I believe that God is LGBTQIAAP2S+ and non-LGBTQIAAP2S+.*
Growing up in white, middle-class, suburbia (Beaverton, Oregon) in a United Methodist Church and later a Presbyterian Church (USA), and when I was in the closet as a younger adult about to go to seminary, I did not have a problem relating to or thinking that God was white, male, straight, and cisgender. God as “he” worked. After all, all I saw were older white-haired men in the pulpits of my youth. And Father God was the language of the churches I attended. “Lord” was the other name for God.
Needless to say, along with the Disabled God, feminist and womanist theologians broke my misogynistic idol apart, like Rosemary Radford Ruether and Katie Geneva Cannon. God is she. Mother God reminds us of Jesus who identifies with the mother hen when looking out over Jerusalem (Matt. 23:37). The Re-Imagining God conference, sponsored by the Presbyterian Church (USA), brought forth the power and presence of Sophia. Wisdom. She.
Meeting James Cone and studying with Cain Hope Felder at Princeton Seminary, reading black liberation theology and listening and being part of Black churches continued to break my once-upon-a-time vision of a white God apart.
God is Black.
In meeting Gustavo Gutierrez, Dom Helder Camara, and Paulo Freire, and reading books on liberation theology and liberation pedagogy from Central and South America, these, too challenged and changed my image of God as well. God is Brown. Elias Chacour from the Middle East and traveling throughout Israel and Egypt taught me to know also know God is Brown, reminding me of the origin of where God was a Palestinian Jew by the name of Jesus.

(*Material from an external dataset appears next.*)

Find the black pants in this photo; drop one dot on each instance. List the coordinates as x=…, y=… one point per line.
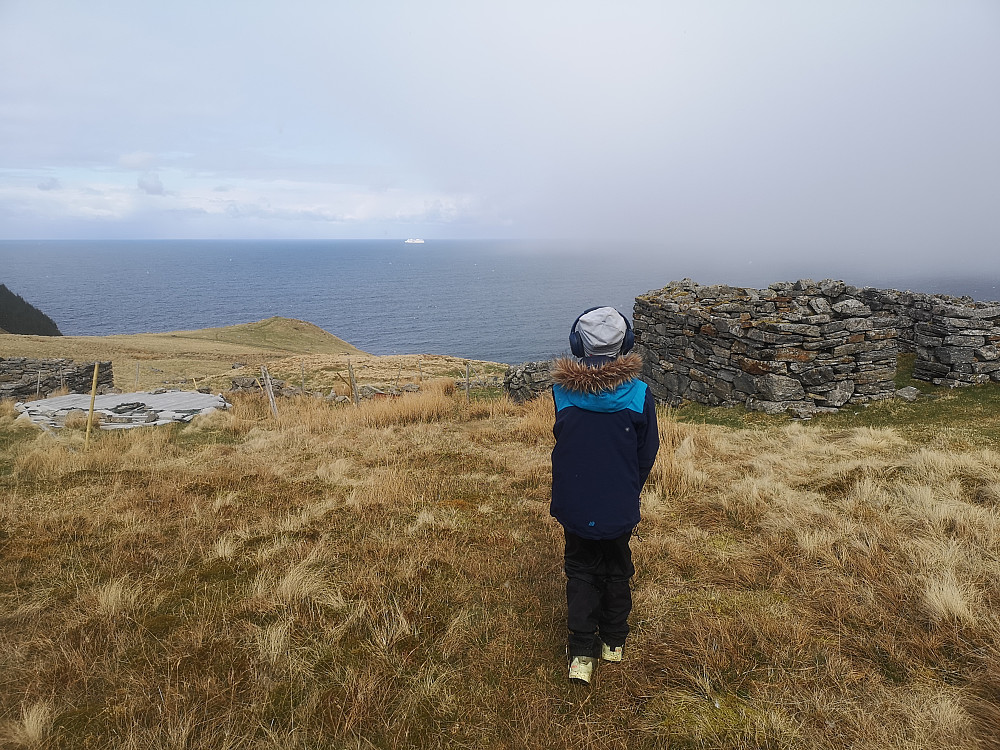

And I could go on, but back to God is gay.
The elevation of the out-gay Rev. Gene Robinson as a Bishop (New Hampshire) in the Episcopal Church drove home the point that being gay and being a church leader was possible. Queer Theology: Rethinking the Western Body by Gerard Loughlin helped many of us to consider Jesus, God, as gay, revisiting Jesus’ relationship with the disciple known as John the Evangelist, the Beloved Disciple, in which their bond is one of love, devotion, and respect (John 13:25).
As queer theologian Chris Glaser has written: “In ‘As My Own Soul: The Blessing of Same-Gender Marriage,’ I pointed out how recent translations have distanced the Beloved Disciple, believed to be John, from Jesus. In the King James Version “the disciple whom Jesus loved” is “leaning on Jesus’ bosom.” The Revised Standard Version describes him as “lying close to the breast of Jesus.” But the New Revised Standard Version and the New Jerusalem Bible have the Beloved Disciple simply “reclining next” to Jesus. As the Beloved disciple moves farther away from Jesus with newer versions, I imagine in the next translation he will be in another room!”
As an out gay man, created in the image of God, I have no problems relating to Jesus being gay. As God being gay. I welcome this affirmation. And my heart, body, and mind rest secure in this knowledge, hope, faith, and love.
And God is a lesbian, transgender, bisexual, queer, questioning, intersex, pansexual, asexual, ally, two spirit, non-binary, male, female, and cisgender.
Why? Because so many of us are LGBTQIAAP2S+, and non-LGBTQIAAP2S+ and we are all, everyone of us, created in the image of a fabulous God.
Yes, God is gay.
*
Again: This is not the official view of The United Methodist Church or the view of the OR-ID UMC Annual Conference. This is the view of the writer, a blogger, who is an out gay pastor of the Presbyterian Church (USA). I look forward to hearing from you.